PDA

View Full Version : Segfault



Dumbledore
10th November 2007, 02:40
You can only debug what you know is wrong. In this case, with my cursory knowledge of Qt, I know this code should work. (Well I know it doesn't but I don't know why.)

Problem description: I can start multiple apps and they can connect to one another, but as soon as a connection is terminated all of the apps segfault.

The problem is most assuredly within here:


void MSocketThread::run() {
MSocket mSocket;
if ( 0 != socketDescriptor ) {
if ( !mSocket.setSocketDescriptor(socketDescriptor) ) {
std::cerr << "Failed to set SocketDescriptor." << endl;
}
/* Output who joined the server */
QHostAddress ipaddress = mSocket.peerAddress();
QString ipString(tr("<font color=blue>%1 has joined.</font>").arg(ipaddress.toString()));
emit relayIncomingText(ipString);
}
connect(&mSocket, SIGNAL(connected()),
this, SIGNAL(connectionEstablished()));
connect(&mSocket, SIGNAL(inboundText(QString)),
this, SIGNAL(relayIncomingText(QString)));
connect(this, SIGNAL(sigSend(QString)),
&mSocket, SLOT(send(QString)));
connect(&mSocket, SIGNAL(error()),
this, SIGNAL(quit()));
connect(&mSocket, SIGNAL(disconnected()), this, SLOT(quit()));

if ( 0 == socketDescriptor ) {
mSocket.connectToHost(ip, port);
}


exec(); //Begin event loop.
}

jpn
10th November 2007, 08:16
Problem description: I can start multiple apps and they can connect to one another, but as soon as a connection is terminated all of the apps segfault.
There could be lots of reasons. Run the application via debugger, make it crash, and see the backtrace.

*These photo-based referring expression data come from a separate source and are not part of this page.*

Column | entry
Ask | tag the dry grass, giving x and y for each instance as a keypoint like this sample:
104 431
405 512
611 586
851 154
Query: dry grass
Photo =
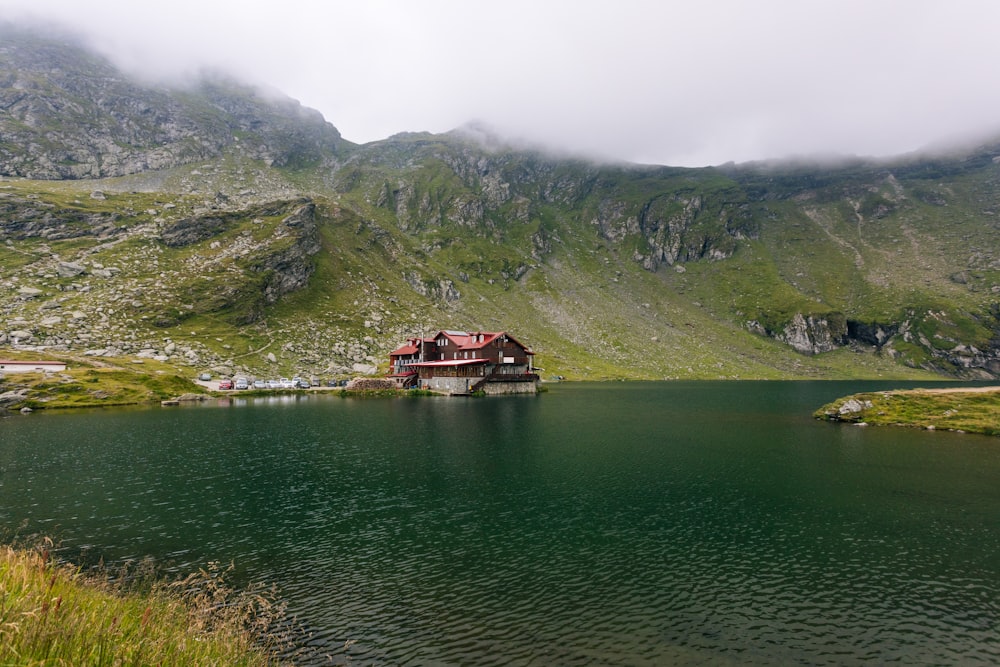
57 614
967 409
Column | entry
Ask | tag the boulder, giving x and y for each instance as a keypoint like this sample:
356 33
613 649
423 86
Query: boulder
69 269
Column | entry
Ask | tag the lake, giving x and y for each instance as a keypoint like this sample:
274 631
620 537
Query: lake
687 523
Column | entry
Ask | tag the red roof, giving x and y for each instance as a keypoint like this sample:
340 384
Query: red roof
477 340
451 362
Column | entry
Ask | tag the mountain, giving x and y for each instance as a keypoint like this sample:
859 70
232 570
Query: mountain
217 226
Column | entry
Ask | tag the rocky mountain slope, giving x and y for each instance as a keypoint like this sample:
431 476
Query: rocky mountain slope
216 227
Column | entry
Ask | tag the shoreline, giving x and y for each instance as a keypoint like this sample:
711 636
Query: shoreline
955 409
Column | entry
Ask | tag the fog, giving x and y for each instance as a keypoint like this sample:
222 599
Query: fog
677 83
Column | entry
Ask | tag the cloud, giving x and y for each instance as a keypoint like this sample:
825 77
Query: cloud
670 83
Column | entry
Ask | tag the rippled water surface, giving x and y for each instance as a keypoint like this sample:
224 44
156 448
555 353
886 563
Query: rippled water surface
639 524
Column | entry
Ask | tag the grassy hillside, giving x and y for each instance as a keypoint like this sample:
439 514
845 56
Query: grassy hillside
262 242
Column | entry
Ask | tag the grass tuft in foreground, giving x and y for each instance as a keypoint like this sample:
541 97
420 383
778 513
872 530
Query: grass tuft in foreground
56 614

connect(&mSocket, SIGNAL(connected()),
this, SIGNAL(connectionEstablished()));
connect(&mSocket, SIGNAL(inboundText(QString)),
this, SIGNAL(relayIncomingText(QString)));
connect(this, SIGNAL(sigSend(QString)),
&mSocket, SLOT(send(QString)));
connect(&mSocket, SIGNAL(error()),
this, SIGNAL(quit()));
connect(&mSocket, SIGNAL(disconnected()), this, SLOT(quit()));

Be extremely careful with such connections. "mSocket" lives in different thread than "this", which causes all the connections to be queued, which means that the slots get also called in different thread than MSocketThread::run(). They get called in thread where MSocketThread, the receiver, lives in. This can be avoided by explicitly passing Qt::DirectConnection where needed.

Dumbledore
10th November 2007, 17:24
I don't know what you are talking about. My understanding is QThread::run is its own thread, and whatever I do within that thread is part of that thread... (Creating MSocket on the stack would mean that it runs within that thread.)

Is there half decent documentation out there on this? I can't make sense of the QT4 documentation on threads and the book GUI programming with QT doesn't do justice to threading.

One negative I have noticed about QT is there's a lack of code examples.

jpn
12th November 2007, 07:31
I don't know what you are talking about. My understanding is QThread::run is its own thread, and whatever I do within that thread is part of that thread... (Creating MSocket on the stack would mean that it runs within that thread.)

Is there half decent documentation out there on this? I can't make sense of the QT4 documentation on threads and the book GUI programming with QT doesn't do justice to threading.
Yes, but since the QThread object itself lives in another thread than the MSocket instance, signal slot connections between them get queued by default and therefore corresponding slots might end up being called in different thread than you expect. It all depends what your slots actually do. Check out Brad Hughes' multithreading presentation from Trolltech DevDays 2007: http://chaos.troll.no/~ahanssen/devdays2007/DevDays2007-Threading.pdf, starting from page 33. Also, I noticed usage of both SIGNAL(quit()) and SLOT(quit()), is this intentional?


One negative I have noticed about QT is there's a lack of code examples.